Put in those terms the Catholic picture looks suddenly like a very scary proposition.  That's more freedom than we bargained for!  It sounds as though the Catholic view is affirming choice as a good gift from God, yet is not saying "everything is permissible," nor that all choices are good simply because we chose them.

Right. The fact is, the Church affirms choice more seriously than the most zealous member of Planned Parenthood.  For the Planned Parenthood advocate wants to pretend that every choice is good simply because it was chosen while the Church insists more radically (and in line with obvious everyday experience) that while choice is a good gift from God, we can use that good gift to choose great evils.  For the obvious fact is that we do not choose in a vacuum.  Only One Being ever did that and He did it In The Beginning.  That is Choice absolutely. We, on the other hand, do not choose absolutely.  We choose this job or that one; tuna fish or bologna; Door #1, Door #2 or Door #3.  Our choices are about things.  We don't just get up in the morning and decree a new primary color as God once did.

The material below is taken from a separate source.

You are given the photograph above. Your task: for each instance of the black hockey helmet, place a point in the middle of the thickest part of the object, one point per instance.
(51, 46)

But though our choices are not absolute, they are nonetheless critical.  For by our choices we act as real agents of Creation--or destruction.  Leonardo did not create the Mona Lisa absolutely.  His paint, his subject, indeed, his hands, brain and heart were all gifts of grace.  Yet without his choice and skill given to every brush stroke the Mona Lisa would not be.  We are, as Tolkien notes, sub-creators, not Creators.

Our choices then can have real merit.  Not in the sense that they earn God's favor, we already have that through Christ alone.  Rather, by the old Catholic word "merit" is meant what Scripture calls "fruit." That is, the reality that Christ really does make us co-laborers with him and that we may therefore, by his grace, both be good and do good--or not.

The crowning irony of this stark contrast between the Catholic view of the person (which really does take choice seriously) and the secular view which mouths pro-choice platitudes while denying human choice is that, as ever, ideas have consequences.  Catholic culture was able to give birth to a western view of the human person that took seriously our capacity to choose.  In contrast, a view of the human person which holds that people cannot be blamed for doing evil any more than sharks can be blamed for eating swimmers is ultimately a view which leads, not to freedom from punishment, but to treating humans like weeds.  Chesterton ended up being prophetic (as was his custom) when the great despotisms of the 20th Century simply abandoned the problem of human responsibility and declared that, if you belonged to a particular statistical bloc (Jewish, bourgeois, etc.), odds were your environment and other determining factors made you Undesirable.  No fuss with reasoning.  No bother with trying to treat you as a person at all.  Just shovel you into the oven and you were not a problem anymore.  The 20th Century saw whole systems arise which really did scatter the ground, not with Keating's powder, but with Zyklon-B, and which really did find the ground strewn with the corpses, not just of interfering aunts, but men, women, and children by the millions.

And this deep hostility to even having to deal with human choice exists today--among the allegedly "pro-choice" advocates of abortion.  That's why they so frequently achieve their ends, not by submitting their ideas to a vote, but by judicial decree.  Democracy and human choice is, in fact, inimical to the alleged champions of "choice".  But then, this is what we would expect given the reality that their alleged championship of "choice" is simply a facade covering a view of the human person that is profoundly hostile, not only to revelation but even to common sense---a common sense Chesterton pointed to a century ago and which the Church has continued to champion since then.

So if it were between Blatchford and Chesterton, I would choose Chesterton--of my own free will.